In the late 1850s, Drake, an employee of the Seneca Oil Company, came up with a process for drilling and petroleum, which was then developed into kerosene, which became very popular in the latter half of the 19th century as a lamp-lighting material, replacing the then widely used whale oil.
But the process of refining kerosene created a byproduct that seemed useless at the time. Drake, for one, just threw the clear substance away, along with every other element of the petroleum that wasn’t kerosene. Often, this material would be put directly into the river, polluting the water.
He had to do something with it … right?
Many of the other oil companies that followed Drake’s tracks did the same thing. (They probably shouldn’t have; Drake, somewhat infamously, had a terrible reputation as a businessman, despite being a pioneer of a whole way of life.)

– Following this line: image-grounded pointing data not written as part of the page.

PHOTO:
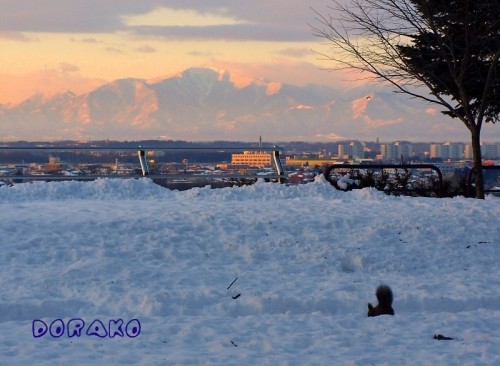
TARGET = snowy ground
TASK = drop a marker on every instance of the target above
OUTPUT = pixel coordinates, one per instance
(304, 260)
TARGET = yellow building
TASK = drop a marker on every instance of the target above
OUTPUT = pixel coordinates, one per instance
(258, 159)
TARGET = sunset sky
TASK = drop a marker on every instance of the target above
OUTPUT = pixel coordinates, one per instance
(49, 46)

It seems crazy now that oil refiners would throw away 40 percent of their product, but that’s what happened.
Standard Oil wells near Pawee, Oklahoma. (Wikimedia Commons)

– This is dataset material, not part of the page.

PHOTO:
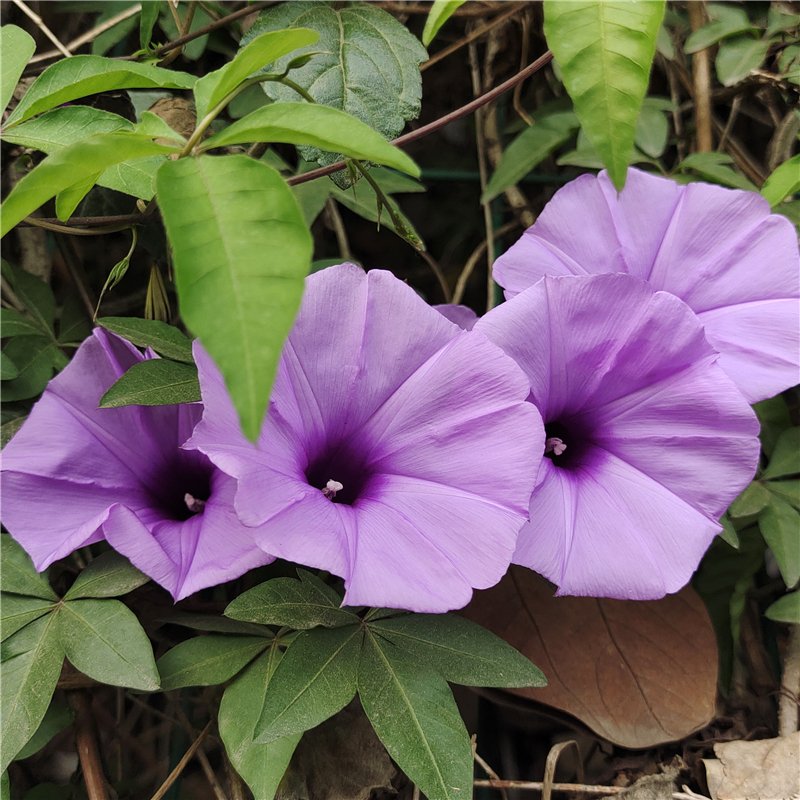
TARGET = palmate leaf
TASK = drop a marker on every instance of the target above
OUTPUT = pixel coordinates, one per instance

But Rockefeller didn’t do that. Rather than treating gasoline as if it was useless, he had his company, Standard Oil save it—and looked for ways to use it. As early biographer Ida Minerva Barbell wrote of Rockefeller in 1904:
From the start his effect was tremendous. He had the frugal man's hatred of waste and disorder, of middlemen and unnecessary manipulation, and he began a vigorous elimination of these from his business. The residuum that other refineries let run into the ground, he sold. Old iron found its way to the junk shop. He bought his oil directly from the wells. He made his own barrels. He watched and saved and contrived. The ability with which he made the smallest bargain furnishes topics to Cleveland storytellers today. Low-voiced, soft-footed, humble, knowing every point in every man's business, he never tired until he got his wares at the lowest possible figure.
Kerosene was obviously an important part of oil’s initial success, but Rockefeller saw that there would be much more value in trying to sell every element of the oil, which came in handy when new markets emerged for the various byproducts.
From a visionary standpoint this turned out to be a stroke of brilliance, as the initial market for kerosene would be affected by electricity … but at the same time, the automobile came to prominence, making the once-discarded gasoline much more valuable. (Kerosene would later find popularity as jet engine fuel.)
Rockefeller, of course, didn’t become rich just because of his ability to identify and sell byproducts. He was an effective vertical integrator and wise about saving money where he could. He knew how to expand his empire into related fields. And of course, by the time Standard Oil was dominant, he was a ruthless businessman who was not above bribery or made-up price wars to dominate the market. At one point, Standard was so powerful that it effectively ignored the federal government’s efforts to break it up and used a legal loophole to continuing operating its business like a trust.
But one could argue the root of that power came from the ability to realize almost immediately that petroleum byproducts had immense value and should not be thrown out.